In der übernatürlichen Erkenntnisordnung geht es also um die Glaubenseinsicht, die – gestützt auf die dem supranaturalen göttlichen Wirken zuzurechnende Offenbarung – die von Gott erschlossenen Heilsmysterien bejahend anerkennt. Der „Glaube“ im engeren Wortsinn6 ist nach dem Zweiten Vaticanum dabei der „volle Gehorsam des Verstandes und des Willens“ gegenüber dem offenbarenden Gott (DH 3008) und definiert sich durch die Annahme des von Gott Geoffenbarten als „wahr“ (DH 3008) – ein Anerkennungsvorgang, der sich jedoch stets aufgrund „der Autorität des offenbarenden Gottes“ und nicht etwa auf Basis „der vom natürlichen Licht der Vernunft durchschauten inneren Wahrheit der Dinge“ (DH 3008) vollzieht. Es bedarf kaum der Erwähnung, dass dieser eigentliche, heilsrelevante Glaube nach Dafürhalten des Ersten Vaticanums grundsätzlich nicht ohne den Beistand der göttlichen Gnade zustande kommen kann (DH 3010); und dies gilt, wie in antihermesianischer Stoßrichtung festgehalten wird,7 sowohl für das, was im Rückgriff auf Gal 5,6 als fides (viva), quae per charitatem operatur oder fides charitate formata8 bezeichnet wird, als auch für die nicht von den anderen theologalen Tugenden Hoffnung und Liebe begleitete fides sterilis,9 also den bloßen Zustimmungsglauben (vgl. DH 3010).

Die praeambula fidei als Gegenstand der zweiten, der natürlichen Erkenntnis zeichnen sich hingegen dadurch aus, dass sie im Licht der natürlichen Vernunft und ohne unmittelbaren göttlichen Beistand wie etwa die übernatürliche Offenbarung oder das Gnadenlicht zugänglich sind.
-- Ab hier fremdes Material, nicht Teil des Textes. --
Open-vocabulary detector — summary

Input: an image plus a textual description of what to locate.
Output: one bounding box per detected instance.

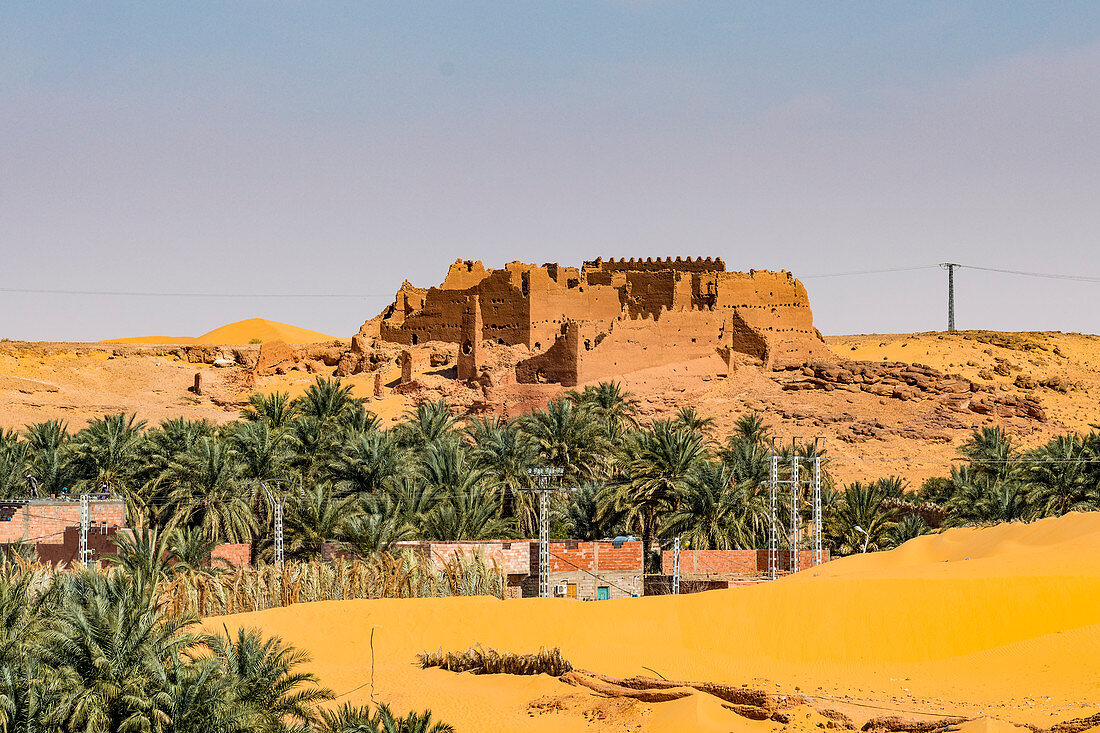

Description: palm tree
[284,484,360,559]
[41,573,198,733]
[886,514,932,548]
[295,376,362,423]
[290,416,337,485]
[663,461,756,549]
[560,483,623,540]
[228,422,292,481]
[397,400,457,450]
[165,438,256,543]
[0,430,30,499]
[519,400,611,481]
[343,496,416,557]
[103,527,172,584]
[24,420,79,494]
[326,431,404,494]
[468,417,535,532]
[565,382,638,440]
[319,702,454,733]
[420,435,514,541]
[72,413,145,496]
[673,407,714,438]
[167,527,229,572]
[208,628,332,733]
[824,481,897,555]
[241,392,298,429]
[1025,435,1100,518]
[607,420,706,564]
[959,426,1020,482]
[164,656,254,733]
[340,401,382,436]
Freilich betrachtet das Konzil auch diese „natürliche“ Erkenntnis als eine in die von Gott errichtete Heilsökonomie eingeordnete Gegebenheit: Sie ist erst qua Schöpfung ermöglicht und somit prinzipiell als „vernehmende[s] Erkennen“10 zu verstehen; und auch eine Deutung, die in dieser natürlichen Erkenntnis das unthematische Fortwirken einer Uroffenbarung am Werk sieht, kann gerade angesichts der unter den Konzilsvätern verbreiteten Befürwortung eines schwachen Traditionalismus11 wenigstens nicht als ausgeschlossen gelten. Eine aktual übernatürliche Hilfe beim Zustandekommen dieser Erkenntnis wird aber nicht angenommen. Und im Zentrum des konziliaren Verständnisses dieser natürlichen Erkenntnisordnung – wie wohl übrigens auch der Rezeption von Dei filius – steht nun die Aussage, dass Gott als Ursprung und Ziel der Dinge aus der Schöpfung „gewiss“ erkannt werden kann (certo cognosci posse, DH 3004, vgl. DH 3026). Ob und inwieweit das Erste Vaticanum – einer verbreiteten Deutung entsprechend12 – mit dieser Formulierung jedoch tatsächlich eine Beweisbarkeit Gottes im strengen Begriffssinne definiert hat, bleibt zu prüfen.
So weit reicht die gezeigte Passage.